Верлена называли "декадентом", "упадочным поэтом". Нет заблуждения более смешного. Ну, конечно, он называл себя "рожденным под знаком Сатурна", в юношеских стихах восхвалял "мадам Смерть" (Ленский тоже "пел поблеклый жизни цвет без малого осьмнадцать лет"), он любил говорить о "меланхолии" и сравнивать себя с Римом времен упадка. Но поразительно, что никто не усмотрел в этом протеста против буржуазного самодовольства, мертвенного в своей повседневной деловитости, не понял, что если поэту противно жить "в этом мире лживом, нечистом, злобном, некрасивом", то, крича об этом, он уже борется за иной светлый мир! Пусть он рисовал мрачные пейзажи, - этим он вызывал жажду иных, светлых. Очень хорошо сказал в "Театральном разъезде" Гоголь: "Разве все это накопление низостей, отступлений от законов и справедливости не дает уже ясно знать, чего требует от нас закон, долг и справедливость?" И когда читаешь стихи Верлена с подчеркнуто социальным звучанием - его великолепный "Ужин", его потрясающей силы поэму о коммунарах "Побежденные", его "Хромой сонет" и "Калейдоскоп", где выражено предчувствие неизбежных социальных катаклизмов, - разве не становится ясным, что его проклятия Действительности есть мечта об Идеале? Пусть он, замученный и раздавленный, метался из стороны в сторону, ища прибежища даже в католицизме, - он страстно любил жизнь и красоту и умел находить то и то в самых ничтожных порою малостях.

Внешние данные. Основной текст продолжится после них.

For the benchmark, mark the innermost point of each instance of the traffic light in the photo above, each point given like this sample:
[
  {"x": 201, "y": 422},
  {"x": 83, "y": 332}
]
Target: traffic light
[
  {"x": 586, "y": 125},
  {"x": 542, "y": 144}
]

И вот эта жадность к жизни, умение лирически влюбляться в любой пустяк, и отсюда - умение петь всеми словами, от самых возвышенных до самых грубых, - дали могучий освобождающий толчок всей последующей поэзии. Произошло "тематическое раскрепощение". И когда Верхарн изображает скотный двор или молочный погреб, лабораторию или банкира, который "решает судьбы царств"; когда парижанин Луи Арагон пишет балладу о "27", казненных Колчаком в Надеждинске; когда Багрицкий рисует витрины МСПО, где "круглые торты стоят Москвой в кремлях леденцов и слив", - этот тематический размах идет от Верлена. Когда Ришпен слагает "Песни нищих" на жаргоне ночлежек и кабаков, а Блок в "Двенадцати" воспроизводит ритмы и словарь фабричной частушки, - эта языковая радуга идет от Верлена.
Верлен первый дал урбанистические стихи. Верлен первый дал индустриальный пейзаж. Верлен первый осуществил социальную патетику без оскорбительной "жалости" к "униженным и оскорбленным", как то было у Гюго. Гюго обращался к сытым: "Посмотрите на бедняков и пожалейте" (поэма "Веселая жизнь" в "Возмездии"); Верлен обращается к голодным: "Восстаньте и отомстите!" ("Побежденные"). И эти мотивы победоносно прошли по всей передовой поэзии от Верхарна до Маяковского.
О художественном совершенстве стихов Верлена, о его новаторских образах, ритмах, звукозаписи можно написать целое исследование, - и вся его поэтика, в том или ином преломлении, оказалась усвоенной его учениками, и в первую очередь великим Верхарном.
Верлен переведен на все европейские языки и многие азиатские, и это само по себе свидетельствует, что лучшие его книги навсегда вошли в алмазный фонд общечеловеческой культуры.